The chord of a circle of radius 10 cm subtends a right angle at its center. Find (1) minor arc (2) major sector (3) minor segment.

a) (1) 60°, (2) 240°, (3) 50π cm²
b) (1) 90°, (2) 270°, (3) 25π cm²
c) (1) 45°, (2) 180°, (3) 100π cm²
d) (1) 30°, (2) 120°, (3) 75π cm²

Answer 1

The (1) minor arc is 20 cm, (2) major sector is 270°, and (3) minor segment is 25π cm².

Step-by-step explanation:

To find the (1) minor arc, (2) major sector, and (3) minor segment, we can use the relationship between angles and arc lengths in a circle. Since the chord subtends a right angle at the center, we know that the minor arc is equal to the sum of the two radii, which is 20 cm.
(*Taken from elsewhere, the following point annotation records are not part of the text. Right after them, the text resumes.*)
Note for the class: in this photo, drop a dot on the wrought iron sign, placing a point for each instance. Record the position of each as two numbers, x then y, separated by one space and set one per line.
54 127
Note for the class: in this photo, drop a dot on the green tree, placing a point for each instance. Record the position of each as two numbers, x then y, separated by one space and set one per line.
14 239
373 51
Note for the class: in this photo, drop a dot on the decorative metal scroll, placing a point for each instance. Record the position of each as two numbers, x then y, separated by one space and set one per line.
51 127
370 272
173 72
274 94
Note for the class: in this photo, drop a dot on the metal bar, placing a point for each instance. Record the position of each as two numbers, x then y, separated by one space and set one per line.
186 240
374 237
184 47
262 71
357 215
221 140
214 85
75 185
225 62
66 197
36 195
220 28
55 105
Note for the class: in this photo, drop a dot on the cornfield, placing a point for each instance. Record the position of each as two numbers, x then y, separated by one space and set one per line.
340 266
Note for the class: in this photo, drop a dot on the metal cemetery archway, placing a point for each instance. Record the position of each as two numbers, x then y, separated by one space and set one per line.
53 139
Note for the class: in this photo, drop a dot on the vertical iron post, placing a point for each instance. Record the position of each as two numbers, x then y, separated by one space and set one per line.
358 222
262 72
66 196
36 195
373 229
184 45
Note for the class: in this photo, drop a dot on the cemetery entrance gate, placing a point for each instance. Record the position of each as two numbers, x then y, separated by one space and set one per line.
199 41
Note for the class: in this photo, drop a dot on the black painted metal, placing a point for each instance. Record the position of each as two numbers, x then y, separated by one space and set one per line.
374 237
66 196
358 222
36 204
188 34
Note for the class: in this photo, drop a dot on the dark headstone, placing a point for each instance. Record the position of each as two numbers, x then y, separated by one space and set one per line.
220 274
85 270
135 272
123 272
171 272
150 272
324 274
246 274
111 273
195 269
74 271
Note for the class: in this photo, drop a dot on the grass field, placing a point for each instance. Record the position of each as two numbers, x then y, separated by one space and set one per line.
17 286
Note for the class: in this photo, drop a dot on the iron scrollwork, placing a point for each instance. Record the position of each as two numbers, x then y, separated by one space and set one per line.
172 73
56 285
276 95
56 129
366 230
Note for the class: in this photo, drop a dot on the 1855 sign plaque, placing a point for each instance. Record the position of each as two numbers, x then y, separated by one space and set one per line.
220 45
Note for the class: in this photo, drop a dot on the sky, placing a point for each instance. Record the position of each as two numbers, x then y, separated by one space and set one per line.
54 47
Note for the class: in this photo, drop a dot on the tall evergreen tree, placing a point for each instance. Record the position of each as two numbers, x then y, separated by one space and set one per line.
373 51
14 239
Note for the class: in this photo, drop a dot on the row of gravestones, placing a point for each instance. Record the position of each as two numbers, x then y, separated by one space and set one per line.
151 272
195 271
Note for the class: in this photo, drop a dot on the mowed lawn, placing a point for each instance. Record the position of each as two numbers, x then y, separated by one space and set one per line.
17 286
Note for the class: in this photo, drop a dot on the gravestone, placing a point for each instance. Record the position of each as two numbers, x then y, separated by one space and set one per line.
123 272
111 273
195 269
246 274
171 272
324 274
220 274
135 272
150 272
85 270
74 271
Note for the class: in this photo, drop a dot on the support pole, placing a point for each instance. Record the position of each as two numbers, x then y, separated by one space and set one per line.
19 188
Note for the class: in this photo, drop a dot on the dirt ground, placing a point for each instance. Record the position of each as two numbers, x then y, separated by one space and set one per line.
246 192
The major sector is the entire circle except for the minor arc, so its measure is 360° - 90° = 270°. To find the area of the minor segment, we can use the formula: Area = (θ/360°) * π * r^2 - (1/2) * r^2 * sin(θ), where θ is the central angle of the segment. Since the chord subtends a right angle, θ is 90°. Plugging in the values, we get: Area = (90°/360°) * π * (10 cm)^2 - (1/2) * (10 cm)^2 * sin(90°) = (1/4) * π * 100 cm² = 25π cm².